My heart didn’t flutter, it didn’t beat more heavily, instead I felt the rush of my blood going hot through my veins setting me on fire from the inside out. The breath of space between us seemed mockingly chaste when I could feel the heat radiating off his body as it lay so near to mine. The sunlight played over his face, revealing the gold dust in his eyes once more as they flicked towards my mouth for just a moment, so quick that I wouldn’t have caught it had I not been staring at those long-lashed, beautiful eyes.
But as quickly as he had looked, so my mind had registered exactly what it had seen. The monsoon that had seemed to drown out the rest of the world had relaxed into a light shower, gentle enough that I was able to hear the unspoken words between us. What had been a comfortable nearness of our two bodies suddenly felt far too intimate and far too charged. I pulled away too quickly to be casual and got to work putting away my things with all the casualness of a dog chasing a squirrel. My cheeks were too warm and my muscles too tense and, upon checking my phone, I realized I only had another thirty minutes to deliver the paper that could determine my entire career.
“I’m sorry, I really need to rush off,” I stammered, getting to my feet and shrugging my bag over a shoulder. Archer was still on the ground but half rising, responding automatically to my urgent tone.
“Fallon, but-”
“This has been...” I let myself slow for a heartbeat, one thud of a complex internal organ that could have no bearing on my actions and yet felt so inexplicably heavy at the thought of leaving him behind.
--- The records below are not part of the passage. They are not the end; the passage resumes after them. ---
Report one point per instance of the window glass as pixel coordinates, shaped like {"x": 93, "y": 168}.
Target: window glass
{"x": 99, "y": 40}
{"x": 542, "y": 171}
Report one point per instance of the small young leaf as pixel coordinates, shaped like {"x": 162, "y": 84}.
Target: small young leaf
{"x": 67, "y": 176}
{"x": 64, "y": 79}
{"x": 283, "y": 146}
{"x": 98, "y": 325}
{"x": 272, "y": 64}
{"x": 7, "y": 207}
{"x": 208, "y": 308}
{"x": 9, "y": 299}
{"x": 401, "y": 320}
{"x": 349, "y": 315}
As soon as the thought went through my head, he reached out and put his hand on mine, barely there but warmer than the sun and infinitely more important. He made me stop and in the opening I left he opened his mouth to say something, something probably beautiful and probably kind and certainly funny. But my heart lurched again and I cut him off before he could say a word. “This has been really, really nice. I’ll see you around.”
I pulled out of his grasp, feeling every miniscule point of contact as his skin dragged against mine.
I left before I could stop myself, before I could let him pull me back to the peace I had felt. My body abandoned the awning that had been my shelter for an hour but my mind stayed with him, running through everything that might have happened had the clouds stayed closed. The sun was bright on my eyes, reflecting off of the wet concrete with an odd intensity. The storm was gone for now, but a new one loomed just past where the university buildings obscured my sight. Seeing them in the distance while I hurried towards the professor’s office I let myself think briefly about where I might find myself if the sky opened up once more.